Superdelegates, Clarify Your Role
Feb. 19, 2016
Even after Bernie Sanders’s overwhelming popular victory in New Hampshire on Feb. 9, some of his supporters began fretting about a new menace to his candidacy: “superdelegates” who — at least in theory — could deliver the nomination to Hillary Clinton in July’s convention.
Superdelegates are party bigwigs — 712 Democratic leaders, legislators, governors and the like. They can vote for any candidate at the nominating convention, regardless of whether that candidate won the popular vote. These unpledged delegates make up 30 percent of the 2,382 delegates whose votes are needed to win the nomination, and could thus make all the difference.
The status of Hillary and Bill Clinton as senior figures in the Democratic Party has allowed Mrs. Clinton to secure public endorsements from many more superdelegates than Mr. Sanders. Late last year, The Associated Press surveyed 80 percent of the Democratic superdelegates and found that 359 had endorsed Mrs. Clinton, versus eight for Mr. Sanders. The rest remained uncommitted.
In the New Hampshire primary last week, which Mrs. Clinton lost by 22 percentage points, Mr. Sanders won 15 of the state’s 24 pledged delegates, and Mrs. Clinton won nine. But because she has the support of six of the state’s eight unpledged superdelegates, including Senator Jeanne Shaheen and Gov. Maggie Hassan, she is virtually tied with Mr. Sanders in the New Hampshire delegate count.
Last week, MoveOn.org, a voter action group that has endorsed Mr. Sanders, began a petition drive demanding that superdelegates pledge to back the winner of the national popular vote. About 350,000 people have signed this petition and a related one. Next up are petition drives in each of the 50 states, targeting individual superdelegates.
“The key to winning the presidency in November will be mobilizing tremendous grass-roots enthusiasm, and nothing would take the wind out of people’s sails faster than to have the Democratic nominee chosen by party insiders,” said Ben Wikler, MoveOn’s Washington director. Mr. Wikler says that if Mrs. Clinton wins the popular vote, superdelegates who support Mr. Sanders should likewise vote for her.
Some of these worries seem overblown. Superdelegates can switch allegiance at any time, and a big chunk of them already say they’ll remain uncommitted until a clear primary winner emerges. Mr. Sanders said Sunday that if he secures a clear lead in the primaries, he’s confident he’ll win over Mrs. Clinton’s superdelegates. And many party leaders will think twice before pressing for the nomination of a candidate voters have rejected. In 2008, Mrs. Clinton held a superdelegate lead, but when she lost the primaries to Barack Obama her superdelegates mounted no insurgency at the convention.
Superdelegates serve multiple functions at the convention, among them maintaining order — for example, by casting their votes to avoid deadlock in a fragmented field. That is why superdelegates shouldn’t have to make ironclad pledges to transfer their fealty to the biggest vote-getter. That could set a precedent Democrats might live to regret.

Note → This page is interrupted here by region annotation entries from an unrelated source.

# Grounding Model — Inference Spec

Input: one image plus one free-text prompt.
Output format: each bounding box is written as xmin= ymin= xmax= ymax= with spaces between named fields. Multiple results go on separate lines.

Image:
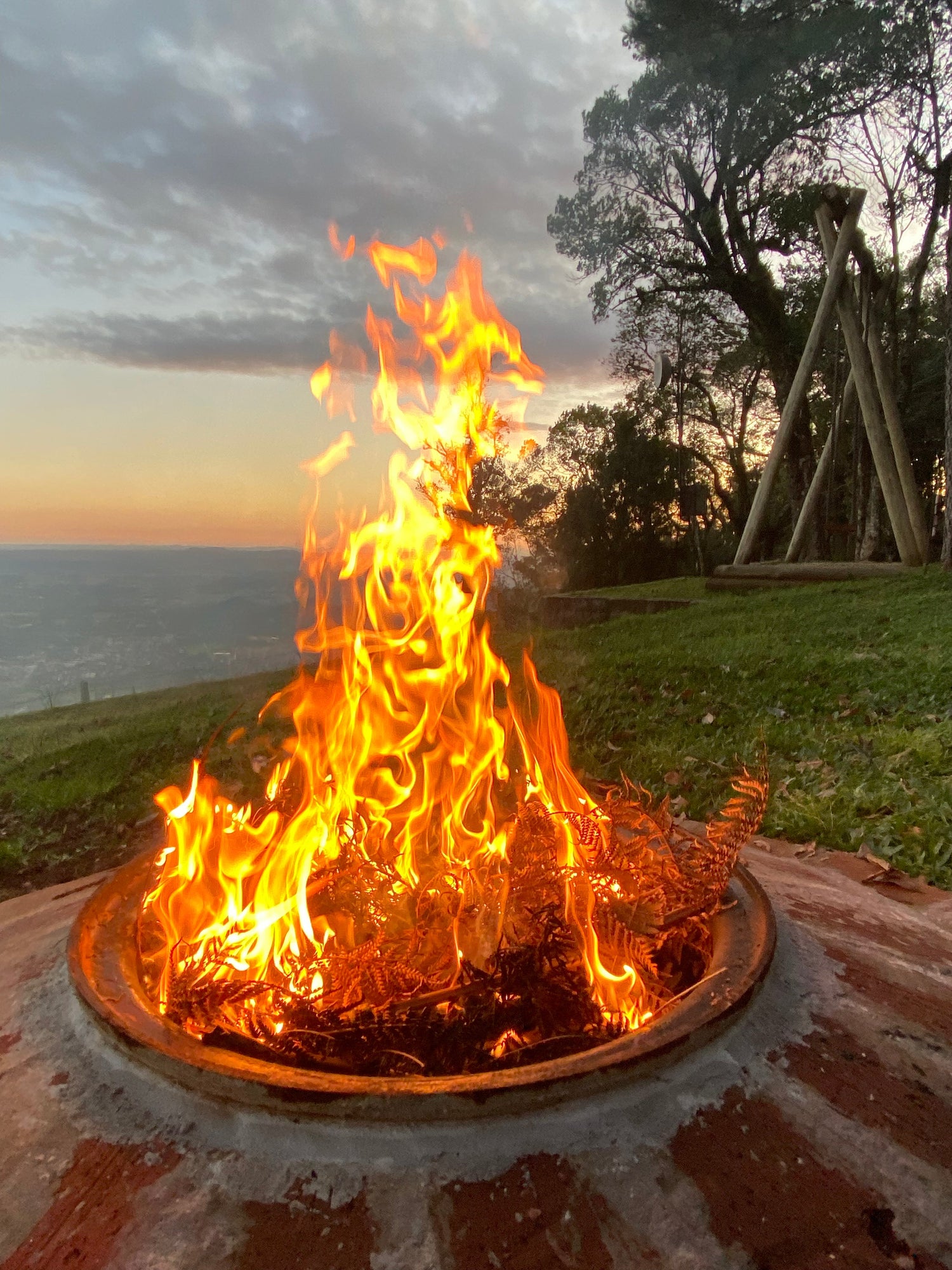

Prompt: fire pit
xmin=70 ymin=232 xmax=773 ymax=1115
xmin=69 ymin=856 xmax=776 ymax=1120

Still, this issue presents the party with an important opportunity. By better explaining the role of superdelegates, and publicly acknowledging that the 2016 presidential nomination rightly belongs to the majority vote-getter, Democrats could show new, youthful voters that the party wants their energy and their ideas inside the tent. To these idealistic voters, superdelegate influence reeks of smoke-filled rooms and establishment deals, when in fact they were created to end such maneuverings. That wrong perception doesn’t help Mrs. Clinton.
“We just had a rally here in Las Vegas that was at capacity with a lot of young people who feel like they have a shot at making a difference,” said Erin Bilbray, a Sanders superdelegate. She wants to vote for Mr. Sanders at the convention, but regardless, “I will support the Democratic nominee. It’s a fairness issue. We have got to keep these young people engaged, and to do that, you’ve got to make the system fair, and give no one the perception it’s not.”